On the one hand, this representational backdrop refers to the history of western modernist aesthetics. There is something both pre-modern and decidedly post-modern in George’s juxtapositions that speaks to the crux of contemporary debates over the status of the photographic image. Despite frequently heard claims that the photograph has lost its currency in the current hyper-speed interactive image economy, and despite consistent attempts to empty the content out of images, George’s roses stubbornly denote a register of meaning that defies contemporary iconoclasms. As Bruno Latour suggests, when it comes to images we had never been modern, but now we are even less so, and for every attempt to remove the power of images a new source is found.[vi] George finds this new source in the act of re-imagining the familiar by rendering the ubiquitous image of the rose both beautiful and strange.

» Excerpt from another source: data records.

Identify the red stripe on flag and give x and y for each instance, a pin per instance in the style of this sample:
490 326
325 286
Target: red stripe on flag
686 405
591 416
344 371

Modernist avant-garde radicalised itself against photography, creating images that were could not be photographed and inventing a visual language that emphasized gesture and expression. Digital technology made it possible to incorporate hand-gestures into photographs signaling the disillusion of modernist representation, and the shift from photographic to post-photographic practices. In Fog Garden photographs materialize this shift in an inverted form. George uses ‘hand-painted’ digital photography of roses not just to evoke the traditional connection to modernist aesthetics, or to describe the cultural and religious associations with what is in the image, but to materialize the gap between the two registers of meaning.

Yet another way to understand the way in which George engages with the medium of photography is to say that if images of flowers materialize the gap in the wake of the dissolution of modernism, George materialises the ideological backdrop to the gap. Returning to Zizek, we can call this gap the ‘unknown knowns’: the disavowed beliefs, suppositions and obscene practices we pretend not to know about, even though they form the background of our public values.[vii] George materializes the link between the medium of photography and the ‘unknown knowns’, which here become ‘invisible visibles’. We cannot approach the image of the rose outside the Fog Garden, the complex history and the network of gazes, conflict, war and violence that surround it. This gesture discloses what Marianne Hirsch calls ‘structure and effect’ of ideology in the photograph reproduced through ‘a screen made up of dominant mythologies and preconceptions that shape the representations’.[viii] In other words, in Fog Garden, roses do not exist as a recorded object. Rather, they exist only insofar as the screen of dominant mythologies that shapes the representation – the fog garden of roses – is the object.
 
 
 
[i] This title is a reference to Slavoj Zizek, ‘The Military-Poetic Complex’ London Review of Books, Vol 30. No 16, (2008) 17
[ii] Julie Scott Meisami, ‘Allegorical Gardens in the Persian Poetic Tradition: Nezami, Rumi, Hafez,’ International Journal of Middle Eastern Studies, Volume 17 (1985) and Maria Alvanou, ‘Symbols of Basic Islamic Imagery in Jihadi Propoganda’, Italian Team for Security Terroristic Issues and Managing Emergencies
[iii] Michael Foucault, ‘Of Other Spaces,’ Diacritics, Vol 16. No 1. (1986)
[iv] Christopher Kremmer, 'The Carpet Wars', (Sydney, Harper Collins, 2007) 40
[v] See Scott McQuire, 'Awaiting the Barbarians on the Road to Baghdad',  catalogue essay, Phillip George, Edge of Empire, Breenspace, Sydney, 2010 [URL] http://phillipgeorge.net/essays/awaitingTheBarbariansOnTheRoadToBagdad_scottMcQuire_2010.pdf
[vi] Bruno Latour, ‘What Is Iconoclash? Or Is There A World Beyond The Image Wars’ in Iconoclash (Massachusetts: MIT Press, 2002) 14-37, 21.
[vii] Slavoj Zizek, ‘What Rumsfeld Doesn’t Know That He Knows About Abu Ghraib’, In These Times, May 21, 2004, [URL] http://www.inthesetimes.com/article/747/
[viii] Marianne Hirsch, 'Family Frames: Photography, Narrative and Memory' (London: Harvard University Press,1997) 7.